At primary school my nickname was Biscuit. Because I was thin, weedy and fragile: I would crumble so easily.
I’m now realising, 55 years later, how much I used to dread play-times. I don’t think I was bullied as such, just couldn’t cope with the rough and tumble. I’ve long remembered how I used to hate sports and games at secondary school and would (subconsciously?) invent all many of minor ailments in order to get a sick note from my mum so I didn’t have to do them. But it’s only just coming out (thanks to the universe getting me to live in an area of town that, due to its proximity to a primary school, is, effectively, a play-ground) just how bad it was for me. Reliving it is bringing on my IBS as little has before: reflecting the stomach aches I regularly had in those days. And the hay-fever is being triggered so easily, reflecting the regular colds I always had whilst at school. I was sickly. But was that cause of effect in relation to my play-ground aversion? Probably a vicious circle.
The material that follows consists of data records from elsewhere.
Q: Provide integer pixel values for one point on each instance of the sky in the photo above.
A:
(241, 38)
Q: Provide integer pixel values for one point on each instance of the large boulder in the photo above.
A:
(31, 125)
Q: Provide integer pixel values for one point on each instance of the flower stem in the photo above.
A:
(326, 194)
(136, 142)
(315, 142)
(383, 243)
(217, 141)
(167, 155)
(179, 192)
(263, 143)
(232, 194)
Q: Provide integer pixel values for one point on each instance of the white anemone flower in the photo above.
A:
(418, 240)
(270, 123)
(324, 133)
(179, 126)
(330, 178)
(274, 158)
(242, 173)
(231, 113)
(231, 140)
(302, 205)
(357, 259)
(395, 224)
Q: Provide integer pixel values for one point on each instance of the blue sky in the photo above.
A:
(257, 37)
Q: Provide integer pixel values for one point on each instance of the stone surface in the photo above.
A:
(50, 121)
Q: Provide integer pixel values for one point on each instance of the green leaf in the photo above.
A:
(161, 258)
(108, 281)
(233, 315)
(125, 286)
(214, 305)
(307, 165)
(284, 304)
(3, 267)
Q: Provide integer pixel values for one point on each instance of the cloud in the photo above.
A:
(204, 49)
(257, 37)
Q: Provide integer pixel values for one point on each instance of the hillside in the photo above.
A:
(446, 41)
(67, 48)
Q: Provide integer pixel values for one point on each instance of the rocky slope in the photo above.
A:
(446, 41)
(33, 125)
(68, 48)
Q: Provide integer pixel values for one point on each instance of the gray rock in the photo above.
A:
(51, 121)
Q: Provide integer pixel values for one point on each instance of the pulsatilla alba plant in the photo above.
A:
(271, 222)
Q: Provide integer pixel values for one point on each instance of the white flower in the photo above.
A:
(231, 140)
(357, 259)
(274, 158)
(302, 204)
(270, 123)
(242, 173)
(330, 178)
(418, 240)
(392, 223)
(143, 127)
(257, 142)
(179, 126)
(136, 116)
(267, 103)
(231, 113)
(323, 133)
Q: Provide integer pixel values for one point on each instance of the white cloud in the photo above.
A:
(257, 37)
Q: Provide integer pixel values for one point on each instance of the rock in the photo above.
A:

And one not helped by a couple of other factors: my eyes were bad (short-sighted) but we hadn’t realised it at the time, so I wouldn’t have been able to see balls to catch, for example. And my mum was school secretary, so would always be keeping an eye on me and protecting me.
And we didn’t do emotions in our house. So, however I felt about it all was bottled up, held in. It came out in all my minor ailments, but those were physical, weren’t they? Treated with a dose of this linctus or that tonic. No mental health advisors in schools in those days . . and would they have picked up on my fears and helped me face them?
Who knows, but those memories have to be faced. The biscuit has to be taken, dunked and dissolved.